Were the three al-Qaeda militants targeted in the attack that killed Harvard and Bin John posing a “continuing, imminent threat to US persons” in the remote province of Hadhramaut, where the strike took place? If not, it was in breach of the rules Obama himself laid down. We know of at least one other strike that was in breach of these new rules — a strike in Yemen in December that killed 12 people and injured 15 others when drones targeted a wedding procession. The Yemeni government later paid compensation to the families of the killed and injured. Several civilians have also been killed in a wave of drone strikes in Yemen over the last few days.

What we do know, via Key, is that Bin John had been known to NZ intelligence services before he’d left New Zealand, that he was the subject of a warrant by NZ agencies and, Key says, had links to terrorist organisations. Unlike his Australian counterpart, or the Obama administration, Key was prepared to speak officially about individual drone strikes that killed one of his citizens.

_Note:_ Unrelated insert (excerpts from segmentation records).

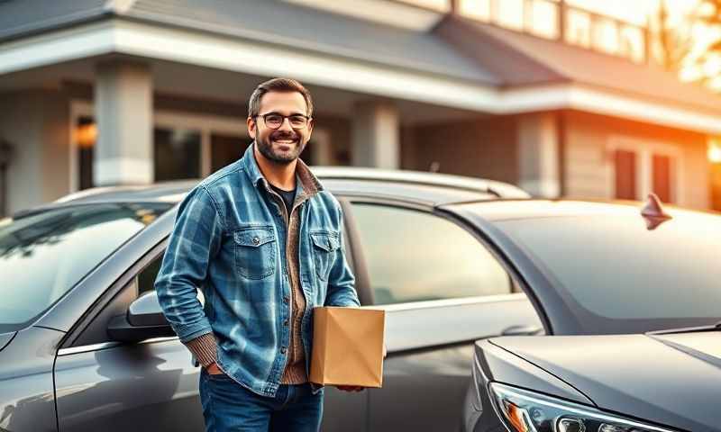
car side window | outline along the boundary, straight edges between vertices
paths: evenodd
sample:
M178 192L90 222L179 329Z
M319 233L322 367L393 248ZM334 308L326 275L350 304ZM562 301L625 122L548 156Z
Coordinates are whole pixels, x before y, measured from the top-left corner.
M438 215L353 202L376 304L503 294L507 272L470 232Z

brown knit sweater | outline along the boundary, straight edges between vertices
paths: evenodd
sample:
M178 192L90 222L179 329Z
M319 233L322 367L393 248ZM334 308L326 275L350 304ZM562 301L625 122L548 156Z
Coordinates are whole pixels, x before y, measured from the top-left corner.
M306 353L301 338L301 323L303 314L306 310L306 296L300 286L300 263L298 262L298 232L300 231L300 212L298 206L306 200L313 196L318 187L307 166L300 159L296 168L296 173L303 185L303 193L296 196L293 209L288 215L287 209L283 199L277 193L272 191L265 183L266 190L270 196L278 202L278 205L284 210L285 220L287 223L287 244L286 248L287 268L291 287L291 302L288 307L292 310L290 322L284 323L290 327L290 346L287 356L287 363L283 372L281 382L284 384L301 384L308 382L306 368ZM215 362L216 346L215 338L212 333L196 338L186 343L186 346L197 358L198 362L204 366L207 366Z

Perhaps Harvard was indeed a “combatant”; perhaps he indeed was involved in kidnapping westerners. Certainly he was profoundly foolish to be where he was when he was. But maybe he was in Yemen teaching English. We don’t know, and we’ll never know. He’ll get no trial, no opportunity to defend himself, not even the half-baked “opportunity” terrorism suspects get under Australia’s draconian anti-terror laws and a Federal Police force with a history of fabricating evidence. The Australian government is strangely uninterested in the killing of one of its citizens, having apparently asked no questions of the Americans about what happened or whether the strike that killed him complied with the US’ own rules.

And rather than discuss it publicly, it prefers to hide behind anonymous security bureaucrats.